Questa settimana la Fortitudo Bologna torna subito in campo per il primo turno infrasettimanale della stagione. Mercoledì sera, alle 20:30 al PalaFacchetti, i biancoblù affronteranno in trasferta l’Urania Milano, in un match che rappresenta un importante test di continuità dopo le due vittorie consecutive con Scafati e Cividale.
La squadra di coach Caja, nonostante le assenze pesanti visto che nelle ultime ore si è aggiunta anche l’incertezza su Fantinelli, ha mantenuto entusiasmo e fiducia grazie al successo di domenica contro i friulani . Ora però arriva una sfida diversa, contro un’avversaria solida e insidiosa.
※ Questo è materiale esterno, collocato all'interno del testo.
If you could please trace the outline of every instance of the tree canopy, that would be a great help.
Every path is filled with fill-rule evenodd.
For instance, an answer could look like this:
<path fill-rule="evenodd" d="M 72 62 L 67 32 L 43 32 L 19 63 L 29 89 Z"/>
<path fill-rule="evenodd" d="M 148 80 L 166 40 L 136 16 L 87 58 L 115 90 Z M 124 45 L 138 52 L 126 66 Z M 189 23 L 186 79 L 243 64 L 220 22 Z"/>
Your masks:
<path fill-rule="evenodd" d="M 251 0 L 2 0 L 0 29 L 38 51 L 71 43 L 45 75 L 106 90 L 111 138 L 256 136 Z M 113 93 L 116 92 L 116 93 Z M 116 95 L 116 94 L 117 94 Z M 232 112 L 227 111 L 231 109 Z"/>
Per la Effe sarà fondamentale capire se la crescita vista nelle ultime settimane può consolidarsi anche lontano dal calore del PalaDozza.
COSA FUNZIONA
Nelle ultime due gare la Effe ha mostrato progressi evidenti sul piano offensivo, con una media di oltre 87 punti segnati e una distribuzione più equilibrata delle responsabilità.
Sarto si è confermato in stato di grazia, diventando una delle principali armi dall’arco, mentre Sorokas continua a essere il faro della squadra, un riferimento costante per punti, rimbalzi e leadership.
Fantinelli e Moore garantiscono equilibrio e ritmo, con quest’ultimo protagonista del canestro decisivo nell’ultima uscita. La sensazione è che la squadra stia trovando un’identità chiara: difesa fisica, transizione rapida e grande fiducia nel tiro da fuori.
COSA NON FUNZIONA
Le rotazioni restano il tallone d’Achille. Con Mazzola e Anumba ancora indisponibili e Fantinelli in dubbio, Caja deve chiedere minutaggi elevati a tutti e adattare Guaiana nel ruolo di lungo aggiunto. In un turno infrasettimanale, la gestione delle energie diventa cruciale: la Effe dovrà evitare i cali di concentrazione che hanno permesso a Cividale di rientrare fino al -2 domenica.
IL GIUDIZIO E IL PRONOSTICO DI BM
Il primo turno infrasettimanale arriva nel momento giusto per misurare la tenuta mentale e fisica della Fortitudo. Le due vittorie consecutive hanno riportato entusiasmo, ma giocare fuori casa, con rotazioni ridotte e pochi giorni di recupero, sarà una sfida vera.
L’Urania Milano proverà a sfruttare il fattore campo e la rapidità dei suoi esterni, mentre la Effe punterà su esperienza, fisicità e gioco corale per mantenere la striscia positiva.